DLGP

Doctor of Leadership in Global Perspectives: Crafting Ministry in an Interconnected World

Secular to Sacred – Part I

Written by: on February 16, 2017

Introduction

James Smith has a prophetic voice that captivated me from the first page of the Preface of his book, How Not to Be Secular:  Reading Charles Taylor.  I was the church planter from Terre Haute, Indiana, small-corn town USA that moved to the New York City Metro area out of a call in 1987.  Smith said, “You’ve left your Jerusalem on a mission to Babylon.  You came with what you thought were all the answers to the unanswered questions these ‘secular’ people had.”[1]

I decided to read James Smith as “John the Baptist” preparing the way for Charles Taylor.  This paper is coinciding the principles and prowess of two books and two authors.  The outcome of my exposure, is up to me what I become – secular or sacred, convinced or confused, passionate or passive.  Would the wielding sword of truth from Smith and Taylor challenge me or anger me?  Or both?
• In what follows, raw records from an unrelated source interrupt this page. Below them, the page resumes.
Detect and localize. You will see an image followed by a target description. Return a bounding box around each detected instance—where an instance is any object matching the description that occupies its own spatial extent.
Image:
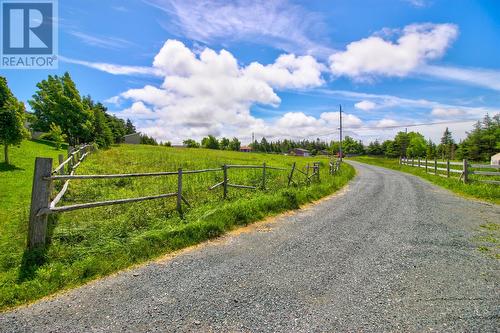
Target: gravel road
[0,162,500,333]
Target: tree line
[366,114,500,161]
[0,72,136,164]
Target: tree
[229,138,241,151]
[46,123,67,150]
[219,138,230,150]
[141,134,158,146]
[366,140,383,155]
[182,139,200,148]
[406,132,427,157]
[83,96,114,148]
[201,135,219,149]
[28,72,93,145]
[125,118,137,135]
[0,76,28,164]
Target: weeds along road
[0,162,500,332]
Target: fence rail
[28,149,340,249]
[399,158,500,185]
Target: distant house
[491,153,500,165]
[124,133,141,145]
[289,148,311,157]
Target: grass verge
[350,156,500,204]
[0,143,355,310]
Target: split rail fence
[28,145,340,249]
[399,158,500,185]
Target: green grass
[0,142,355,309]
[350,156,500,204]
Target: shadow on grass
[17,215,58,283]
[0,162,24,172]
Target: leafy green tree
[425,139,437,159]
[83,96,114,148]
[219,138,230,150]
[201,135,219,149]
[141,134,158,146]
[366,140,383,155]
[44,123,67,150]
[229,137,241,151]
[125,119,137,134]
[438,127,455,159]
[406,132,427,157]
[182,139,200,148]
[28,72,93,145]
[104,113,126,143]
[0,76,28,164]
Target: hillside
[0,142,354,308]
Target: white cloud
[354,100,377,111]
[417,65,500,91]
[329,23,458,80]
[431,108,466,118]
[146,0,331,56]
[59,56,162,76]
[69,30,134,49]
[110,40,329,142]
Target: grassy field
[350,156,500,204]
[0,142,355,309]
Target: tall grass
[350,156,500,204]
[0,145,354,309]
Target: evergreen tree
[28,72,93,145]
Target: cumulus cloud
[109,40,330,141]
[354,100,377,111]
[431,108,466,118]
[329,23,458,80]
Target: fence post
[288,162,297,186]
[463,158,469,184]
[262,162,266,190]
[222,164,227,199]
[177,168,183,218]
[28,157,52,250]
[58,154,64,175]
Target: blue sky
[1,0,500,143]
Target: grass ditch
[349,156,500,204]
[0,143,355,310]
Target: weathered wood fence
[399,158,500,185]
[28,150,340,249]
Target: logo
[0,0,58,69]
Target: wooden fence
[28,149,340,249]
[399,158,500,185]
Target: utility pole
[339,104,342,161]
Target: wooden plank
[222,164,228,199]
[28,157,52,250]
[208,181,224,191]
[469,171,500,176]
[227,183,257,190]
[177,168,183,217]
[38,193,177,216]
[288,162,297,186]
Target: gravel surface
[0,162,500,332]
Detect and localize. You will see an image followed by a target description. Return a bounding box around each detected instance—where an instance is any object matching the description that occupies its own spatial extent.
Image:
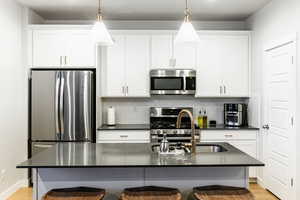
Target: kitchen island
[17,143,264,200]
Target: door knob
[263,124,270,130]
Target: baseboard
[0,179,28,200]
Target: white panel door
[103,35,125,97]
[174,44,197,69]
[151,34,173,69]
[66,30,96,67]
[125,35,150,97]
[32,30,67,67]
[221,35,249,97]
[196,36,224,97]
[265,39,296,200]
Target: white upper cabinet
[101,34,150,97]
[221,36,249,97]
[32,30,96,67]
[125,35,150,97]
[151,32,197,69]
[196,36,223,97]
[66,30,96,67]
[102,36,126,97]
[32,30,66,67]
[151,34,173,69]
[196,33,250,97]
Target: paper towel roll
[107,106,116,126]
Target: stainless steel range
[150,107,200,144]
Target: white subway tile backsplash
[102,96,246,124]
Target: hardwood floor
[7,184,278,200]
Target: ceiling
[18,0,271,21]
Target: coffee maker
[224,103,248,127]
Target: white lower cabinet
[201,130,258,178]
[97,130,150,143]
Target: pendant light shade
[93,0,114,46]
[175,0,200,44]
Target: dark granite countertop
[98,124,259,131]
[196,124,259,131]
[17,143,264,168]
[98,124,150,131]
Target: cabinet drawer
[97,131,150,143]
[201,130,257,141]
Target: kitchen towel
[43,187,105,200]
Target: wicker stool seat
[189,186,255,200]
[43,187,105,200]
[120,186,182,200]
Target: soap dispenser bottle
[198,109,203,128]
[203,110,208,128]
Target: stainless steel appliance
[224,104,248,127]
[28,69,96,184]
[150,69,196,95]
[150,107,200,144]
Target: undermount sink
[152,144,227,154]
[196,144,227,153]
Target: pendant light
[93,0,114,46]
[175,0,200,44]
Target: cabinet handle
[59,56,62,66]
[225,135,233,138]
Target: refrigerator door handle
[55,72,61,139]
[59,74,65,140]
[83,72,91,140]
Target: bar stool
[43,187,105,200]
[120,186,182,200]
[188,185,255,200]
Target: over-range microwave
[150,69,196,95]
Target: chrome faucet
[159,133,169,153]
[176,109,196,153]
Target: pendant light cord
[184,0,191,21]
[97,0,102,21]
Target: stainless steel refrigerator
[28,69,96,157]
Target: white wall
[247,0,300,199]
[0,0,27,199]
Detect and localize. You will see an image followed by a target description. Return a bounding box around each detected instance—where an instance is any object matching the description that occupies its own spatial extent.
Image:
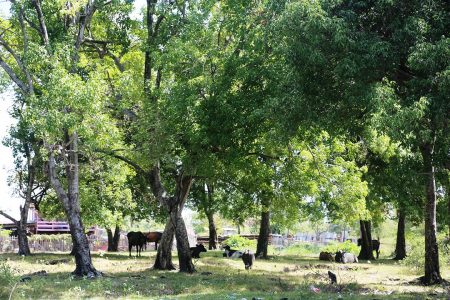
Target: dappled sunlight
[0,251,449,299]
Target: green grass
[0,251,450,299]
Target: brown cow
[319,251,334,261]
[144,231,162,250]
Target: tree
[279,1,449,284]
[0,118,49,256]
[0,0,125,277]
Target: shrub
[0,261,17,299]
[400,234,450,274]
[320,241,359,254]
[223,234,257,249]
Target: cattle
[319,251,334,261]
[127,231,147,257]
[144,231,162,250]
[328,271,337,284]
[358,239,380,259]
[335,250,358,264]
[223,245,244,258]
[191,244,206,258]
[242,250,255,270]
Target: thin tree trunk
[175,210,195,273]
[394,209,406,260]
[255,205,270,259]
[421,144,442,285]
[153,215,176,270]
[17,143,35,256]
[17,221,31,256]
[206,213,218,250]
[106,225,120,252]
[48,131,101,278]
[358,220,375,260]
[68,209,101,278]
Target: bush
[400,234,450,274]
[282,242,320,255]
[223,234,257,250]
[320,241,359,254]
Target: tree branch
[0,56,29,94]
[31,0,48,47]
[0,209,19,224]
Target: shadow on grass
[7,267,443,299]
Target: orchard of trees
[0,0,450,284]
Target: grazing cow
[127,231,147,257]
[223,245,244,258]
[319,251,334,261]
[358,239,380,259]
[242,250,255,270]
[191,244,206,258]
[144,231,162,250]
[328,271,337,284]
[335,250,358,264]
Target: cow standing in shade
[319,251,334,261]
[144,231,162,250]
[127,231,147,257]
[223,245,244,258]
[358,239,380,259]
[191,244,207,258]
[335,250,358,264]
[242,250,255,270]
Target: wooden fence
[0,235,128,253]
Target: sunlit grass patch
[0,251,450,299]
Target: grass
[0,251,450,299]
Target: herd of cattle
[127,231,380,270]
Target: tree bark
[394,209,406,260]
[358,220,375,260]
[48,131,101,278]
[106,225,120,252]
[153,216,176,270]
[255,201,270,259]
[206,212,218,250]
[421,144,442,285]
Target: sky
[0,0,146,223]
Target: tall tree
[279,1,450,284]
[0,0,123,277]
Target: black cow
[127,231,147,257]
[319,251,334,261]
[358,239,380,259]
[242,250,255,270]
[191,244,206,258]
[335,250,358,264]
[223,245,244,258]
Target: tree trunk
[358,220,375,260]
[106,225,120,252]
[207,213,218,250]
[175,210,195,273]
[17,143,35,256]
[48,131,101,278]
[394,209,406,260]
[255,206,270,259]
[68,209,101,278]
[153,216,176,270]
[421,144,442,285]
[17,222,31,256]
Charles Taylor embraces three levels of secularity: “1. Secularized public spaces, 2. The decline of belief and practice, 3.  Consists of new conditions of belief; it consists in a new shape to the experience which prompts to and is defined by belief; in a new context in which all search and questioning about the moral and spiritual must proceed.”[2]

The word “religion” has been a challenge to me.  It represented a set of rules and regulations that were tainted more toward man than God.  In my mind, “religion” was man attempting to organize and structure God.  Taylor uses a totally different spin to the word “religion”.  “So ‘religion’ for our purposes can be defined in terms of ‘transcendence’…It is our relation to a transcendent God which has been displaced at the centre of social life (secularity 1); it is faith in this God whose decline is tracked in those theories (secularity 2).”[3]

Taylor and Smith had me from their Introductions.  They were describing me and the world around me.  They were challenging ministry effectiveness, but with a surgeon’s scalpel that dissected more than feeling and headed to the core and centrality of who Christ is.

Summary

Smith makes his claim to the writing of his book very simple:

“On the one hand, this is a book about a book ­– a small field guide to a much larger scholarly tome.  It is about an homage and a portal the Charles Taylor’s monumental Secular Age, a book that offers a genealogy of the secular and an archaeology of our angst…..On the other hand, this is also meant to be a kind of how-to-manual – guidance on how (not) to live in a secular age.  It is ultimately an adventure in self-understanding, a way to get our bearings in a ‘secular age’ – whoever ‘we’ might be:  believers or skeptics, devout or doubting.”[4]

Taylor states his purpose for writing, “So what I want to do is examine our society as secular in this third sense (my observations of Taylors three levels of secularity above- mine) which I could perhaps encapsulate in this way:  the change I want to define and trace is one which takes us from a society in which it was virtually impossible not to believe in God, to one in which faith, ever for the staunchest believer, is one human possibility among others.”[5]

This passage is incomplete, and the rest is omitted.